The lack of consensus at the WTO meeting does not mean that there will be no forward progress, but it does mean that this progress will be slow for more than a year. To get things back on track, the member countries should review ways to make the WTO machinery, especially at ministerial meetings, work better while still trying to improve its openness. The proper role of NGOs also must be determined. NGOs represent a small minority of citizens in any country. Although they may contribute valuable insights, they are not elected officials nor even answerable to governments, as are the trade bureaucrats and diplomats they so quickly criticize. Each and every country interested in an improved world trade regime needs to examine its own position and be willing to take the politically difficult decisions that will bring painful change for some but higher incomes for many.

This self examination includes all developing and developed countries. For example, Brazil criticizes the US for sugar quotas while offering hidden subsidies and debt forgiveness to its own producers who, as a result, have increased production by over 300% since the 1970s. The poorest nations need “special and differential treatment,” but they also need change. They must become competitive, challenge internal economic relations that stifle initiative and competition, and increase openness and opportunity. In the end, this will benefit them more than the increased trade.

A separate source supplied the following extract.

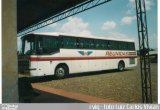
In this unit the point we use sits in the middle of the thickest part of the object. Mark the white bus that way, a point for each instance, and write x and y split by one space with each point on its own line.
61 54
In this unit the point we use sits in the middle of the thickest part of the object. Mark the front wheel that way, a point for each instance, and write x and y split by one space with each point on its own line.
60 72
121 66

The WTO trade negotiations for a Millennium Round failed, but as with most endeavors of this kind some gains were achieved:

• developing countries felt that their positions and interests were taken into account, albeit imperfectly and despite criticisms by African and Latin American countries

• special provisions were drafted to ensure more benefits for developing countries

• special and differential treatment for the least developed countries gained wider currency and the support of ongoing technical assistance programs

• delegations came prepared to work exceptionally hard and in good faith (although unfortunately not quite willing to make tough political decisions)

• countries now better understand each other’s positions and have identified possible areas for compromise in agriculture and services, TRIPS, TRIMS and others

• political leaders, legislators, bureaucrats, ministers, trade specialists and diverse non-governmental persons all came together as interested parties and engaged in trade negotiations

Except for returning trade talks to Geneva, what will happen now? Of course, one focus will be China and its possible membership in the WTO. Another possible development may be increased attention to regional and subregional trade arrangements, most notably Mercosur, Caricom and some of the Asian groupings. The FTAA’s ability to overcome inertia and break through to new arrangements seems less likely, but always a possibility. What does this scenario mean for future WTO negotiations? Does it imply even slower progress or could the FTAA give them a boost?